The observed median (interquartile range (IQR)) and maximum of the difference between the true class label (i.e. the number of pixels corresponding to an instrument (according to the reference annotation) divided by the total number of pixels in the Spx) and the corresponding probability value on the test data was 0.07 (0.04, 0.09) and 0.20. Descriptive statistics for the accuracy of non-weighted atlas forests AF and weighted atlas forest \(AF_w\) after segmentation using Otsu’s method are shown in Fig. 2. There is a trade-off between the percentage of Spx regarded as confident and the quality of classification. When varying the confidence threshold \(e_{max}=0.1\) by up to ± 75 %, the (median) accuracy decreases monotonously from 0.99 (78 % coverage) to 0.96 (94 % coverage) on the confident regions. This compares to a median accuracy of 0.87 for the baseline method (AF) and to 0.94 for \(AF_w\) applied to all Spx (\(e_{max}\) \(\in \left\{ 0.025, 0.05,...,0.075\right\} \)). On the confident regions, the (median) precision was 1.00 for all thresholds, compared to 0.38 for non-weighted AFs and 0.84–0.86 for weighted AFs applied to all Spx. These spectacular values come at the cost of a reduced recall (range: 0.49–0.55). Example classification results from the atlas forest and the weighted atlas forest along with the corresponding confidence map are visualized in Fig. 3.

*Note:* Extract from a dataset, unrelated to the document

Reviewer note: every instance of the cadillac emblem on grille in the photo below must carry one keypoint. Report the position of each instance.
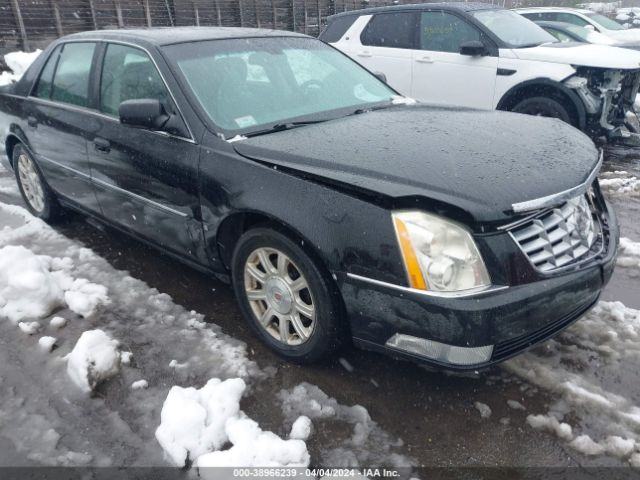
(559, 237)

The median (IQR) and maximum percentage of atlases that had a confidence above the chosen threshold ranged from 25 % (0.05 %, 50 %) and 87 % (\(e_{max}\): 0.025) per Spx to 89 % (57 %, 96 %) and 100 % (\(e_{max}\): 0.175). The corresponding (median) percentage of Spx classified incorrectly and not shown to the crowd ranged from 0.5 % to 3.4 %. With the collaborative annotation approach, the annotation time per image could be reduced from about two minutes to less than one minute (median: 51 s; IQR: (35 s, 70 s); max: 173 s).

4 Discussion

To our knowledge, we are the first to investigate the concept of crowd-algorithm collaboration in the field of large-scale medical image annotation. Our approach involves (1) automatic initialization of crowd annotations with a new confidence-weighted atlas-forest-based algorithm and (2) using the feedback of the crowd to iteratively enlarge the training data base. In analogy to recent work outside the field of medical image processing [5, 7], we were able to show that collaborative annotation can speed up the annotation process considerably. Our experiments further demonstrate that the performance of an atlas on previously unseen images can be predicted with high accuracy. Hence, Spx-individual weighting of atlases improves classification performance of atlas forests compared to the non-weighted approach.

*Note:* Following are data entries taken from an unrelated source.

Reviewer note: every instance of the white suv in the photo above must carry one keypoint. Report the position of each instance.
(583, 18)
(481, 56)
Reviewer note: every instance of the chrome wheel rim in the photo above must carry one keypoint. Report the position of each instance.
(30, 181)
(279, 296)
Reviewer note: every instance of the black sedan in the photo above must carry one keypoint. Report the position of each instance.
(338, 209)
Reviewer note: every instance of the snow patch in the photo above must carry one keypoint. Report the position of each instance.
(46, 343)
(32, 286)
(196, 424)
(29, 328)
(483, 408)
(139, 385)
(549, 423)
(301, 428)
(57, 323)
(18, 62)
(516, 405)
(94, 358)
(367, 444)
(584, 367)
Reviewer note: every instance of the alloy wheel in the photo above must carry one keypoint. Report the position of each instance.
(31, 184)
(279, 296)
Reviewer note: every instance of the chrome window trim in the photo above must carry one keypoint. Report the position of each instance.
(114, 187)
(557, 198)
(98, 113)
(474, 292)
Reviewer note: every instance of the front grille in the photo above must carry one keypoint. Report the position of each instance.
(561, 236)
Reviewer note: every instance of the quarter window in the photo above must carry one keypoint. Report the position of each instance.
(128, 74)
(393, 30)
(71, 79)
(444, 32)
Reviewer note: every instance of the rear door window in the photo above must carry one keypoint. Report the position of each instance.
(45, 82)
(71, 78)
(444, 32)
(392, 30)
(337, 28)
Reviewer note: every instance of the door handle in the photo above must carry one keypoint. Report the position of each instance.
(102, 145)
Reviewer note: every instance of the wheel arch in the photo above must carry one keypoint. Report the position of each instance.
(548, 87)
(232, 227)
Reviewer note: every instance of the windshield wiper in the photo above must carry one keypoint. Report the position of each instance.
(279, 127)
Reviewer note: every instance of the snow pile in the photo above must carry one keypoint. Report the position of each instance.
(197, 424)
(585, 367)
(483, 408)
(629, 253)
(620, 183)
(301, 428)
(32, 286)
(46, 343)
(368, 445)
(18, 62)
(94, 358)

It is worth noting that we just presented a first prototype implementation of the collaborative annotation approach. For example, we took a simple threshold-based approach to convert the set of probability maps with corresponding confidence maps into a final segmentation. Furthermore, we did not systematically optimize the parameters of our method. This should be considered when comparing the results of our atlas forest with the results of other methods. According to our experience, the performance of random forests compared to atlas forests is highly dependent on the features used. In fact, when we initially trained all classifiers on point-based features (without local binary patterns), non-weighted atlas forests showed a similar performance to random forests. In the current version, random forests [3] perform similar to the weighted \(AF_w\)s when evaluated on all Spxs.

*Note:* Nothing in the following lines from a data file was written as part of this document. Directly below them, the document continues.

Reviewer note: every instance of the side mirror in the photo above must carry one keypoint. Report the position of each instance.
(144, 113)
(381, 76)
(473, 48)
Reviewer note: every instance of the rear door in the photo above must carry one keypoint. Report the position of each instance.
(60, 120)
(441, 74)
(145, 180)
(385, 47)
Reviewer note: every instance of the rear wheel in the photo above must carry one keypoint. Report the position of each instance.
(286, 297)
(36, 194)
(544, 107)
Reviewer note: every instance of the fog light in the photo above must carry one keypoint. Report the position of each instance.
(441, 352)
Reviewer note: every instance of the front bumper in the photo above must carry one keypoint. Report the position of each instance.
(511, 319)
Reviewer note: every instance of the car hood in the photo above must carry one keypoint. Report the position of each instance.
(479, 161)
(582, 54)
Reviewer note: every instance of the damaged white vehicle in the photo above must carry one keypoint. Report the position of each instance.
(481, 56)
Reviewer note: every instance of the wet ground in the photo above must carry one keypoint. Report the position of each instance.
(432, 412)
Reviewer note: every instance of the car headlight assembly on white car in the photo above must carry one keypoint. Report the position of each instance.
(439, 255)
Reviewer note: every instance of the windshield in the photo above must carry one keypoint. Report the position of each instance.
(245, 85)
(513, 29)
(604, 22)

A disadvantage of our approach could be seen in the fact that we currently train one uncertainty estimator for each atlas. Note, however, that there is no need to perform the training on all images with reference annotations. Hence, the strong advantages of atlas forests are kept.

A major advantage of our method is the extremely high precision. Given the 100 % precision on the confident regions, we designed an additional fill-up-task, where the crowd was simply asked to complete the segmentation of the algorithm. This way annotation times were further reduced to about 45 s per image.

In conclusion, we have shown that large-scale endoscopic image annotation using crowd-algorithm collaboration is feasible. As our method can be adapted to various applications it could become a valuable tool in the context of big data analysis.